According to the American Cancer Society, approximately 1 in 3 black men and women will be diagnosed with cancer during their lifetime, and 1 in 5 will die from cancer. A woman named Dr. Jane Cook Wright became a distinguished professor of surgery, head of the cancer chemotherapy department, associate dean of New York Medical College, and the highest-ranking black woman at a nationally recognized medical institution. , aimed to change these statistics. institution. Dr. Jane Wright focuses on the analysis of a wide range of anti-cancer drugs, investigating the relationship between patient and tissue culture responses, and developing new techniques for delivering cancer chemotherapy.
In January 1949, Dr. Wright was hired as a staff physician for the New York City Public Schools and continued as a visiting physician at Harlem Hospital. Six months later, she quit her school and joined her father, the Cancer Research Foundation Director at Harlem Hospital. In 1955, Dr. Wright became associate professor of surgical research at New York University, and she became director of cancer chemotherapy research at New York University Medical Center and its affiliated hospitals, Bellevue and University Hospitals. In 1964, President Lyndon B. Johnson appointed Dr. Wright to the President’s Commission on Heart Disease, Cancer, and Stroke. Then, in 1967, she was appointed professor of surgery, chair of cancer chemotherapy, and associate dean at her alma mater, New York Medical College, at a time when there were only a few hundred black female physicians in the United States. .
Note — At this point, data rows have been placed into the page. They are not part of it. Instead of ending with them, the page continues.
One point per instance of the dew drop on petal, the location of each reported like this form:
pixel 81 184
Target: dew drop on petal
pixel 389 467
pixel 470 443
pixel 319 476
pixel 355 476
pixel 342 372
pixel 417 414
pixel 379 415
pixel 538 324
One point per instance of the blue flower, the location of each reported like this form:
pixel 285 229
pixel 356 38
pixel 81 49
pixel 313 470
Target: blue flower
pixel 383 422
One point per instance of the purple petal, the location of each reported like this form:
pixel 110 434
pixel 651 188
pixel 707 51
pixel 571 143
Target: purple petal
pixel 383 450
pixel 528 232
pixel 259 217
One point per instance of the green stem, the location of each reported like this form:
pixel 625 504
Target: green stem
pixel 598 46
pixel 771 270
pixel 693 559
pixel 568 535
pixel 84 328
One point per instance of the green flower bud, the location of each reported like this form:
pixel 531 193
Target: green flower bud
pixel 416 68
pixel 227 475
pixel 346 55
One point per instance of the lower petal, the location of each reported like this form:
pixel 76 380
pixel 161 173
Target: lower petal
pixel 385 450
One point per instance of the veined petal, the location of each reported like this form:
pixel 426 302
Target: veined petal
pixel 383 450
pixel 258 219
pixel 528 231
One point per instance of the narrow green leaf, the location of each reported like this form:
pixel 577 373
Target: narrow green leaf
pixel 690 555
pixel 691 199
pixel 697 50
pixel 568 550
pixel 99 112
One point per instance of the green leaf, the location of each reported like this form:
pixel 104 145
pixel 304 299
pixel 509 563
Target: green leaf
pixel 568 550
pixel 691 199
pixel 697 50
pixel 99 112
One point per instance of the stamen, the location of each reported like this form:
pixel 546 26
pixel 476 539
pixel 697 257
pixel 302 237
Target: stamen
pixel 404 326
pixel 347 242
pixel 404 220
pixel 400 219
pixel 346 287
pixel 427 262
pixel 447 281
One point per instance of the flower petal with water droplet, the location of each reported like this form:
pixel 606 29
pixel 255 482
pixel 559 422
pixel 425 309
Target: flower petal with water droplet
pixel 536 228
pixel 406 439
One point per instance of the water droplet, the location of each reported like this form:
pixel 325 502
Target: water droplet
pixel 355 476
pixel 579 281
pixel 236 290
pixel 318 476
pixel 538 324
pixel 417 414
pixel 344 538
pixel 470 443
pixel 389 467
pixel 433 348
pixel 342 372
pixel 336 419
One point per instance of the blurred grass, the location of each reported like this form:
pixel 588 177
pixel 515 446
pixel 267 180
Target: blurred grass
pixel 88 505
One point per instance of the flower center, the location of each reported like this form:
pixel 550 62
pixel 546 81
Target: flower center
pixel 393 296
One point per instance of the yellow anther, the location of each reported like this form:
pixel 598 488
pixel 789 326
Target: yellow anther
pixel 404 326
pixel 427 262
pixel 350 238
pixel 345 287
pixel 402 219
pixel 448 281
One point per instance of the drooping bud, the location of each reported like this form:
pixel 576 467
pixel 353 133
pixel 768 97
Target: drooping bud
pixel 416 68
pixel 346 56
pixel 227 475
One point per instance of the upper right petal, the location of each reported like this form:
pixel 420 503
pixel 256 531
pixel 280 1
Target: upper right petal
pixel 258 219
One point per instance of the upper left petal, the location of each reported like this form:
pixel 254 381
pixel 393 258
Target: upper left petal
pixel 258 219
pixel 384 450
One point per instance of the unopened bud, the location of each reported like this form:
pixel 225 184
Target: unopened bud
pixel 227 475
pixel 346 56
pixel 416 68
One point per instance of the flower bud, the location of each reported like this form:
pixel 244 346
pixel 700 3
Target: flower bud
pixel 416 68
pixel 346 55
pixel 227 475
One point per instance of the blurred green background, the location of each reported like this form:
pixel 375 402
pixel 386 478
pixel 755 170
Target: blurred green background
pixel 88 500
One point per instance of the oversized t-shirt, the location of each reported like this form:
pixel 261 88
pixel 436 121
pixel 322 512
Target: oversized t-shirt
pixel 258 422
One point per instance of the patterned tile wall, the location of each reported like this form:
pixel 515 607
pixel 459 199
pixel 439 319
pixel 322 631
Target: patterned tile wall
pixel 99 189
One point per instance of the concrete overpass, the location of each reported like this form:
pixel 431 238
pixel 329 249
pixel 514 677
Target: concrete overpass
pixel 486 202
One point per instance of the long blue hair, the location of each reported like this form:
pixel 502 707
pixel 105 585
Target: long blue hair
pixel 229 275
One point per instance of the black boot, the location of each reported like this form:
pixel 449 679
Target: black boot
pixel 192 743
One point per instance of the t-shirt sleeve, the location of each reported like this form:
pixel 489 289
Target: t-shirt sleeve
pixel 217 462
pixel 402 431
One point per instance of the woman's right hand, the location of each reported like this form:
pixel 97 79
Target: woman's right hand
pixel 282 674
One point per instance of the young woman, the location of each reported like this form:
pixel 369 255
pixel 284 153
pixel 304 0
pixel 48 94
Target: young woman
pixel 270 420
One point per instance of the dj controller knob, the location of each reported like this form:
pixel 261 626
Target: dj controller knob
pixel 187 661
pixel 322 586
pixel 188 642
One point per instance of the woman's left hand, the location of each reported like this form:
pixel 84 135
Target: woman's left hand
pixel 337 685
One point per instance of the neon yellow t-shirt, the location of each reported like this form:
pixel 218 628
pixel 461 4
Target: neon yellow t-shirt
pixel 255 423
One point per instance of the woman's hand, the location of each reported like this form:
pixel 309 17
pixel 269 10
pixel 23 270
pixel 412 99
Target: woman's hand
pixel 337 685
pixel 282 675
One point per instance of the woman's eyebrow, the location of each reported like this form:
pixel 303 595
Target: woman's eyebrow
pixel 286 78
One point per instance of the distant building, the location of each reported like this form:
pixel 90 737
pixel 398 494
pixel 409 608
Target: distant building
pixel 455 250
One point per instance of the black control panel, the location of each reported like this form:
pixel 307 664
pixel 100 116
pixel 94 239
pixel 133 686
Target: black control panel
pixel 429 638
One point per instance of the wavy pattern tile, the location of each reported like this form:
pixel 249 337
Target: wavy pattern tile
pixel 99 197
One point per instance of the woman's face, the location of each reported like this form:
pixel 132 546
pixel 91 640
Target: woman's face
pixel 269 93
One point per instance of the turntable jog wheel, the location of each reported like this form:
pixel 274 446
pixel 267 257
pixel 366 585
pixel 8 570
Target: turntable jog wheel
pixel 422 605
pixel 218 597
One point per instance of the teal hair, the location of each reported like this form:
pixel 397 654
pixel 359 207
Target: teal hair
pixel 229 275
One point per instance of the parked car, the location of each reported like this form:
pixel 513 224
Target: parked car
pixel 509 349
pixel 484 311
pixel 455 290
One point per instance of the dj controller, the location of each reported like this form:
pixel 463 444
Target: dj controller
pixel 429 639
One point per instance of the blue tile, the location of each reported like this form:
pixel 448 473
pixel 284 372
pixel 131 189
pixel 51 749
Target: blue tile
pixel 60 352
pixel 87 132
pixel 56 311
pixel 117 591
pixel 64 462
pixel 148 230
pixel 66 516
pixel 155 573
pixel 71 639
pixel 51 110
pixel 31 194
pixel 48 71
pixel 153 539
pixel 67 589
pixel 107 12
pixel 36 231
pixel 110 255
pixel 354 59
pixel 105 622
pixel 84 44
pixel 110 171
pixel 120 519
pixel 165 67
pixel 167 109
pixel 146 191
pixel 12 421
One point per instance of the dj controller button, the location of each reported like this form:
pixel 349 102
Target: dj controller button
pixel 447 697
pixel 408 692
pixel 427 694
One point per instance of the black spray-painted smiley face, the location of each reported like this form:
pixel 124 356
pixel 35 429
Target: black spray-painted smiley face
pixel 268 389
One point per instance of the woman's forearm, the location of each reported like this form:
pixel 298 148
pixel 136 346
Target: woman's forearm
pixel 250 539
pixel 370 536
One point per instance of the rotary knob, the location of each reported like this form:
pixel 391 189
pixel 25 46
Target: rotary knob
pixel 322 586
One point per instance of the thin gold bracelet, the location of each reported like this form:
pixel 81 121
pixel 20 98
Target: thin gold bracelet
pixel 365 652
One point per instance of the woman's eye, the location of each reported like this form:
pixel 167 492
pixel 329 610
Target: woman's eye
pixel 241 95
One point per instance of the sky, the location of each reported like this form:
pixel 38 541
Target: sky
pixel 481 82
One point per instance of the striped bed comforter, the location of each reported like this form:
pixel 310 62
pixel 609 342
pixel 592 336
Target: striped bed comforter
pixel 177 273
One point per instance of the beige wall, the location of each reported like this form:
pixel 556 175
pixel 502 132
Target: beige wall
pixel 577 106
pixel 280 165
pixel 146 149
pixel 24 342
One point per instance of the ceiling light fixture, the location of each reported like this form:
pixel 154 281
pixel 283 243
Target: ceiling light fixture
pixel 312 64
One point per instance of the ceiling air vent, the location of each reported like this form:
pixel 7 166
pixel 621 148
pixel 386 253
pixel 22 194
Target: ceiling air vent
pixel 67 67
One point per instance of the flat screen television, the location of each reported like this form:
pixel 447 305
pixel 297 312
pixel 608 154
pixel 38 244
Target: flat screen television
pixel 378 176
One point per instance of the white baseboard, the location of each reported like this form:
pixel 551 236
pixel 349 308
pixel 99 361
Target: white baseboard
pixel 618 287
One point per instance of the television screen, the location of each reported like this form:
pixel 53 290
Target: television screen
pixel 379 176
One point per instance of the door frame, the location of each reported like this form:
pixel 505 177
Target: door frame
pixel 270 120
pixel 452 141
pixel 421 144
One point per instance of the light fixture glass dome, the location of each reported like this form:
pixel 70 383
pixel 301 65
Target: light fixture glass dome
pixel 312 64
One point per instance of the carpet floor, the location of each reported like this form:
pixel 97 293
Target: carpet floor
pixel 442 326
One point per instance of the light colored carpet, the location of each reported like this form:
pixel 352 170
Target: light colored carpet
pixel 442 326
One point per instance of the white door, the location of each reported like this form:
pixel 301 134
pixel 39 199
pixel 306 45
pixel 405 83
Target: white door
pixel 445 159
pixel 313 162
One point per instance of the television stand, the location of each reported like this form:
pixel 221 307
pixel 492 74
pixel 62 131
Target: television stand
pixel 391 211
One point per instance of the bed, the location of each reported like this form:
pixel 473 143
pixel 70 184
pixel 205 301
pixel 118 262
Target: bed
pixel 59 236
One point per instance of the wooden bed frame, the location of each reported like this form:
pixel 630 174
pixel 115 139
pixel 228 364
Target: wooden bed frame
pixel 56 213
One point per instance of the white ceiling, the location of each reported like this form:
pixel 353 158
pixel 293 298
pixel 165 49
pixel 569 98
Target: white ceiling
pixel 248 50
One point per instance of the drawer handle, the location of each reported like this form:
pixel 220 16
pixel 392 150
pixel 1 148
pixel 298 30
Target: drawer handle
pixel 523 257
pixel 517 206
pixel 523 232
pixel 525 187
While pursuing private research at New York Medical College, Dr. Wright implemented a new comprehensive program to study stroke, heart disease, and cancer, and created another program to guide doctors in chemotherapy. . In 1971, she became the first female president of the New York Cancer Society. Dr. Wright retired in 1987 after a long and successful career in cancer research.
During his extensive 40-year career, Dr. Wright published numerous research papers on cancer chemotherapy and led delegations of cancer researchers to Africa, China, Eastern Europe, and the Soviet Union.